And so they did as soon as it was cooked; but they were very hungry before they sat down.

"This is jolly!" said Humphrey with his mouth full.

"Yes, Master Humphrey. I doubt if King Charles eats so good a dinner this day. Mr. Edward, you are very grave and silent."

"Yes, I am, Jacob. Have I not cause? Oh, if I could but have mauled those troopers!" "But you could not; so you must make the best of it. They say that every dog has his day, and who knows but King Charles may be on the throne again!"

There were no more visits to the cottage that day, and they all went to bed, and slept soundly.
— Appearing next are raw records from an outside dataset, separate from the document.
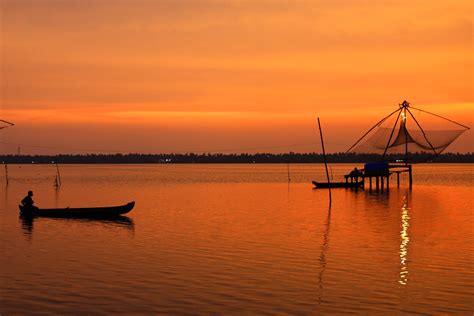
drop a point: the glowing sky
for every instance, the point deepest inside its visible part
(224, 75)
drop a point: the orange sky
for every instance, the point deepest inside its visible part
(189, 75)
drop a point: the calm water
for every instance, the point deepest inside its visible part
(236, 239)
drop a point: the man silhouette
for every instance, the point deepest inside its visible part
(28, 202)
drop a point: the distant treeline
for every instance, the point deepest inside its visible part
(232, 158)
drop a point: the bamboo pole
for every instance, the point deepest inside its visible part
(58, 175)
(6, 173)
(288, 169)
(325, 162)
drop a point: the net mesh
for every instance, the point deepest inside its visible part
(405, 131)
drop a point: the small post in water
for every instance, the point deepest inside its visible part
(6, 173)
(325, 162)
(288, 168)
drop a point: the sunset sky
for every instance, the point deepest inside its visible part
(186, 75)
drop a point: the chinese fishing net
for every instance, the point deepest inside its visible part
(409, 130)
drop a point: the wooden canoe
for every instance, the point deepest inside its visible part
(89, 212)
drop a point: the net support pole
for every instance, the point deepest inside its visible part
(325, 162)
(391, 134)
(406, 135)
(424, 135)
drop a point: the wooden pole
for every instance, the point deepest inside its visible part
(410, 180)
(6, 173)
(288, 168)
(59, 175)
(325, 163)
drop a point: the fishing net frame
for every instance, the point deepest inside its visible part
(398, 139)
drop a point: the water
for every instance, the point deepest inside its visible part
(236, 239)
The next morning, Jacob, who was most anxious to learn the news, saddled the pony, having first given his injunctions to Edward how to behave in case any troopers should come to the cottage. He told him to pretend that the children were in bed with the small-pox, as they had done the day before. Jacob then traveled to Gossip Allwood's, and he there learned that King Charles had been taken prisoner, and was at the Isle of Wight, and that the troopers were all going back to London as fast as they came. Feeling that there was now no more danger to be apprehended from them, Jacob set off as fast as he could for Lymington. He went to one shop and purchased two peasant dresses which he thought would fit the two boys, and at another he bought similar apparel for the two girls. Then, with several other ready-made articles, and some other things which were required for the household, he made a large package, which he put upon the pony, and, taking the bridle, set off home, and arrived in time to superintend the cooking of the dinner, which was this day venison-steaks fried in a pan, and boiled potatoes.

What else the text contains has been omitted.